Table 1. Study characteristics of the 14 RCTs included in our review.

These 14 studies exhibited variations in sample size, ranging from 20 to 285 participants. Globally conducted trials tended to have larger sample sizes, with Herring et al. [Citation32], and Markowitz et al. [Citation24] featuring 285 and 261 participants, respectively. Singer et al. [Citation25], enrolled 157 participants, Wade et al. [Citation30], had 73, and Moline et al. [Citation33], included 62. Huo et al. [Citation34], also had a sizable sample of 96 participants. In contrast, the remaining studies had smaller participant pools, with Louzada et al. [Citation35], involving 59 participants, Dowling et al. [Citation26], including 50, Serfaty et al. [Citation22], having 44, and Gehrman et al. [Citation28], with 41 participants. Camargos et al. [Citation29], and Grippe et al. [Citation31], both randomized 36 participants, Moraes et al. [Citation27], had 23, and Asayama et al. [Citation23], had 20 participants.

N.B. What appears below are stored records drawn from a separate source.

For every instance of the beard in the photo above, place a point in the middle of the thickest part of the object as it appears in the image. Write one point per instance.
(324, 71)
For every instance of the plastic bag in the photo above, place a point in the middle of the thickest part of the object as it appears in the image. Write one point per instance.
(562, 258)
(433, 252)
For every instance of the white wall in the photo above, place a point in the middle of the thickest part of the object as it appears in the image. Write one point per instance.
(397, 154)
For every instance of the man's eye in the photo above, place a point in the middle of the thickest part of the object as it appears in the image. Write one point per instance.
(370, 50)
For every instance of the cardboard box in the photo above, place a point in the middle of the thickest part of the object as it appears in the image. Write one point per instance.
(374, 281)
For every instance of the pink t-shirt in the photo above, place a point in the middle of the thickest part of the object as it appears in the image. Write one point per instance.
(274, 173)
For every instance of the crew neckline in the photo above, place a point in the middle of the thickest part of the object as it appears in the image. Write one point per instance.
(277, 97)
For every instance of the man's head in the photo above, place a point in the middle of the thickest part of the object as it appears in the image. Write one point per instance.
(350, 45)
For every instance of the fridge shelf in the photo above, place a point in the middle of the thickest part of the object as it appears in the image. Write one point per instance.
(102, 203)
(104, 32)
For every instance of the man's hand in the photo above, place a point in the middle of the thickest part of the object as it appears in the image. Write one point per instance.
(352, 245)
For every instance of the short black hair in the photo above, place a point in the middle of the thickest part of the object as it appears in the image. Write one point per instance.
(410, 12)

The mean age of participants across these 14 studies spanned from 69.1 to 86 years. Actigraphy was the primary technique utilized in eight studies [Citation22,Citation23,Citation26,Citation28,Citation29,Citation31,Citation33,Citation35]. The Pittsburgh Sleep Quality Index (PSQI) was employed in two studies [Citation24,Citation30], while polysomnography (PSG) was the chosen method in two others [Citation27,Citation32]. Several studies used a combination of techniques, including but not limited to electroencephalogram (EEG), PSG, actigraphy, PSQI, and sleep diary [Citation25,Citation34]. In all 14 studies, the Mini-Mental State Examination (MMSE) was used to assess the severity of AD in participants, with scores ranging from 5.6 to 26. While not all RCTs reported comorbidities, some recorded information about other medications taken by patients. Supplementary Tables 3a to 3c present the complete list of sleep outcomes from each included RCT.

3.3. Risk of bias assessment

The risk of bias in all 14 RCTs was assessed using the RoB 2 assessment tool [Citation20]. Six of these studies were determined to have a low risk of bias [Citation22,Citation25,Citation30,Citation32,Citation33,Citation35]. However, in the remaining eight studies, certain concerns were identified when evaluating the risk of bias [Citation23,Citation24,Citation26–29,Citation31,Citation34] ( & Table S5).

Figure 2. Risk of bias (RoB 2): review authors’ judgments about each risk of bias item presented as percentages across included RCTs.

Figure 2. Risk of bias (RoB 2): review authors’ judgments about each risk of bias item presented as percentages across included RCTs.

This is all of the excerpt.